Methods: We conducted a meta-analysis by searching PubMed, Scopus, and Cochrane Central for studies comparing factor XI/XIa inhibitors with DOACs in patients with NVAF. Our primary outcome was the occurrence of major or clinically relevant non-major bleeding (CRNM) according to the ISTH criteria. Statistical analysis was done using Review Manager. Heterogeneity was examined using I2 statistics.
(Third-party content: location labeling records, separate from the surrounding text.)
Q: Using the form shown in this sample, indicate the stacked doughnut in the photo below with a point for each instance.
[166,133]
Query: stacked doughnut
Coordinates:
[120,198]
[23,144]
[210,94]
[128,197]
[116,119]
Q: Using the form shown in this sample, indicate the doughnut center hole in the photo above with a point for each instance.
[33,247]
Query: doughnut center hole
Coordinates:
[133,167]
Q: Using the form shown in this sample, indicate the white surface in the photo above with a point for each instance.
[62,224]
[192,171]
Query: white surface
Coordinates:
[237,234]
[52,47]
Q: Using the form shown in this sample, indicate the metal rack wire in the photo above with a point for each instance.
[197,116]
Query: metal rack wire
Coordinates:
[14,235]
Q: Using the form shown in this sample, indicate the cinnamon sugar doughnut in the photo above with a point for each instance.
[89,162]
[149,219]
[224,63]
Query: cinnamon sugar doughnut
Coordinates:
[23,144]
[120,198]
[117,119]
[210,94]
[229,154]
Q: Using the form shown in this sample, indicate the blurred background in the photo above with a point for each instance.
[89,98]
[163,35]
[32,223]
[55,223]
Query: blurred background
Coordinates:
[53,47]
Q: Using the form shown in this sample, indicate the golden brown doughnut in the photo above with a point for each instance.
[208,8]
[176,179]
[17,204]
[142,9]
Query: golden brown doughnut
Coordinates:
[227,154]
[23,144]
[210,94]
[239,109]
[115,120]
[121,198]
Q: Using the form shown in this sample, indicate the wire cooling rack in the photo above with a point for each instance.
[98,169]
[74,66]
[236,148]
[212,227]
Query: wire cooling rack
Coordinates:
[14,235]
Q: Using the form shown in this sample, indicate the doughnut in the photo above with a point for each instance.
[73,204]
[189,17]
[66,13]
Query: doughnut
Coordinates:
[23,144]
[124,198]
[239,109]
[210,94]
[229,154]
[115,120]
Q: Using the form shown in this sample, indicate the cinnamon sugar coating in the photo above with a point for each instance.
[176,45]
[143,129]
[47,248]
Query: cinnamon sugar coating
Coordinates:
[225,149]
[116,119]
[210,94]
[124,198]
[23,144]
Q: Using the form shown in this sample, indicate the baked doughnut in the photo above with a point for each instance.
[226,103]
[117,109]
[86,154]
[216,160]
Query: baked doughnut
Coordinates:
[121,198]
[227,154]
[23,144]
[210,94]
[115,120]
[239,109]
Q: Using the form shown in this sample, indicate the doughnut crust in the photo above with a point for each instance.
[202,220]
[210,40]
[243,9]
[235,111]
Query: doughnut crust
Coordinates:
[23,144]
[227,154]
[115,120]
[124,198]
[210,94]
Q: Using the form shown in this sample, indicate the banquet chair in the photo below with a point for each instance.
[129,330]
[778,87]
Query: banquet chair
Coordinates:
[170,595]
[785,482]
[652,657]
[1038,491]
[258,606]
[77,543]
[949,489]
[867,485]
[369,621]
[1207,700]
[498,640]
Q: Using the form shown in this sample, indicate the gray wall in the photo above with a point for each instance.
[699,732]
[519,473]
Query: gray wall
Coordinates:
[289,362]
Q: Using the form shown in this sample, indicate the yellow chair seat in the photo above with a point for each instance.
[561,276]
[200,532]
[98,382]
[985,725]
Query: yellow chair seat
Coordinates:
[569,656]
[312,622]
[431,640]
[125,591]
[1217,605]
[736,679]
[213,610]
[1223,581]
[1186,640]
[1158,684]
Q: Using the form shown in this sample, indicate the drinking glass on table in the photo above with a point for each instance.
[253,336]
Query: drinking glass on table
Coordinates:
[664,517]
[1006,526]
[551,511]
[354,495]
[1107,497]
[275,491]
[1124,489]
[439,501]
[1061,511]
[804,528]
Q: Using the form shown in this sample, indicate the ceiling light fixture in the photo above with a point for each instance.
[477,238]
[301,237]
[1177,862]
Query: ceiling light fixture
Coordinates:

Results: We evaluated data from two RCTs with 2042 NVAF patients. In AZALEA-TIMI 71, 1287 patients received abelacimab 150 mg (n = 427), abelacimab 90 mg (n = 425), or rivaroxaban 20 mg (n = 430). In PACIFIC-AF, 755 patients were assigned to asundexian 20 mg (n=249), asundexian 50 mg (n=254), or apixaban (n=250). The patients had an average CHA2DS2-VASc score of 4.45 (±1.15) and a mean age of 73.6 years (±8.5). Of the participants, 42.45% were female, 25% had preexisting chronic kidney disease, 13.85% had a history of prior ischemic stroke, and 8.6% had a history of prior bleeding. The primary endpoint, major or CRNM (HR 0.31; 95% CI 0.22-0.44; p < 0.00001; I2=0%), was significantly lower in patients treated with Factor XI therapeutics compared with Factor Xa inhibitors.
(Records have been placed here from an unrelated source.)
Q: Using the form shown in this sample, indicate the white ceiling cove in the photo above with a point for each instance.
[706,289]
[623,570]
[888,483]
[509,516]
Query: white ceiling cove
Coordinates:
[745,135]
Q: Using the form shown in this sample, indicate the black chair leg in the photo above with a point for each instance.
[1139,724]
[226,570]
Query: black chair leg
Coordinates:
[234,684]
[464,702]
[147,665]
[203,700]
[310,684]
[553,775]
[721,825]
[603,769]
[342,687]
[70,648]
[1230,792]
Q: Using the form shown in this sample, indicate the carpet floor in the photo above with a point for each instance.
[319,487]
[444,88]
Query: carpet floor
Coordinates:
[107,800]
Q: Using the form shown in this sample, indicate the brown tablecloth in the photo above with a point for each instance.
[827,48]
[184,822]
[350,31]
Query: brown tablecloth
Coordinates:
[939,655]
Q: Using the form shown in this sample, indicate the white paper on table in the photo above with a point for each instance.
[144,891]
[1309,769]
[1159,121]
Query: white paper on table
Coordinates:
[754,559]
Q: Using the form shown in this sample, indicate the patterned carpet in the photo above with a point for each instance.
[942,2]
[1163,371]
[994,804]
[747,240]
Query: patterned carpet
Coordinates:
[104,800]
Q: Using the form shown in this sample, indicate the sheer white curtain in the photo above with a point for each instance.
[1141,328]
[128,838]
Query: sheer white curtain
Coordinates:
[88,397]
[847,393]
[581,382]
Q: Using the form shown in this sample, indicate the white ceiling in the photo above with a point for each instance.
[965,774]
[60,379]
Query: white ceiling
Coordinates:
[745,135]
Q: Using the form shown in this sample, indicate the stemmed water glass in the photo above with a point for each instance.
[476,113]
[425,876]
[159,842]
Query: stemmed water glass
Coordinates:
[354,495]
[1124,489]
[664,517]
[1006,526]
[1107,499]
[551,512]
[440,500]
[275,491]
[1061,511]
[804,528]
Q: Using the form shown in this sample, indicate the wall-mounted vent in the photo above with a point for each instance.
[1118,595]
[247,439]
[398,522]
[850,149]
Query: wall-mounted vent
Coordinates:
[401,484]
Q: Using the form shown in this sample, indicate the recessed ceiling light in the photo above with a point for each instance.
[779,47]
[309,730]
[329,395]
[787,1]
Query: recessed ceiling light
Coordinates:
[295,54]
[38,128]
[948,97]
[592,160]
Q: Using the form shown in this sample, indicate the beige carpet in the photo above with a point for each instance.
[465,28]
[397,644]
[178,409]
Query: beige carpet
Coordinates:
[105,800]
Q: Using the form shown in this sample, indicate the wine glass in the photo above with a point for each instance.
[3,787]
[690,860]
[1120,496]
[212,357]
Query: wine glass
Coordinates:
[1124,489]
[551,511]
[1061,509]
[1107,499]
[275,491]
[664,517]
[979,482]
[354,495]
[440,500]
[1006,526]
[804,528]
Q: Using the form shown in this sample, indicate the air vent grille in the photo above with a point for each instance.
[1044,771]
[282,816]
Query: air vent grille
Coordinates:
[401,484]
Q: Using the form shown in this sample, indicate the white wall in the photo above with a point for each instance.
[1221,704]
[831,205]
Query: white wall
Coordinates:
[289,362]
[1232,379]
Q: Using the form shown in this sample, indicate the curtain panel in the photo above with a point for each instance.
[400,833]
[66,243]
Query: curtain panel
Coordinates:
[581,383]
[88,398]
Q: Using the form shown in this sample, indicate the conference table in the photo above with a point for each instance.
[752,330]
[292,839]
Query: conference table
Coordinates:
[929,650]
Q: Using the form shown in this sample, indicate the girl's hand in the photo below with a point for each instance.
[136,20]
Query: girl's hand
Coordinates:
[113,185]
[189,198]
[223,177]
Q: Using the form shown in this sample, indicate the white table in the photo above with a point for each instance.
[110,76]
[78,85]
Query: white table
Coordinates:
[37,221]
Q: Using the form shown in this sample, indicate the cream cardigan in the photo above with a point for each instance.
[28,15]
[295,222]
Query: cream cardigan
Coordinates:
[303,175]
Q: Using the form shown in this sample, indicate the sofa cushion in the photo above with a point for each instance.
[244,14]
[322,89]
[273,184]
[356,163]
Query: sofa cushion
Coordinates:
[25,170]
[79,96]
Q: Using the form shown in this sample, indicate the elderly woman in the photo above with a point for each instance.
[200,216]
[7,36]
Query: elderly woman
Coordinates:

Conclusion: Patients assigned to either dose of Factor XI inhibitors asundexian or abelacimab exhibited significantly lower rates of bleeding compared to the DOACs. The inhibition of Factor XI appears to be a promising strategy for preventing abnormal blood clots and reducing the risk of bleeding in patients with atrial fibrillation. Further evaluation in a Phase 3 trial is needed.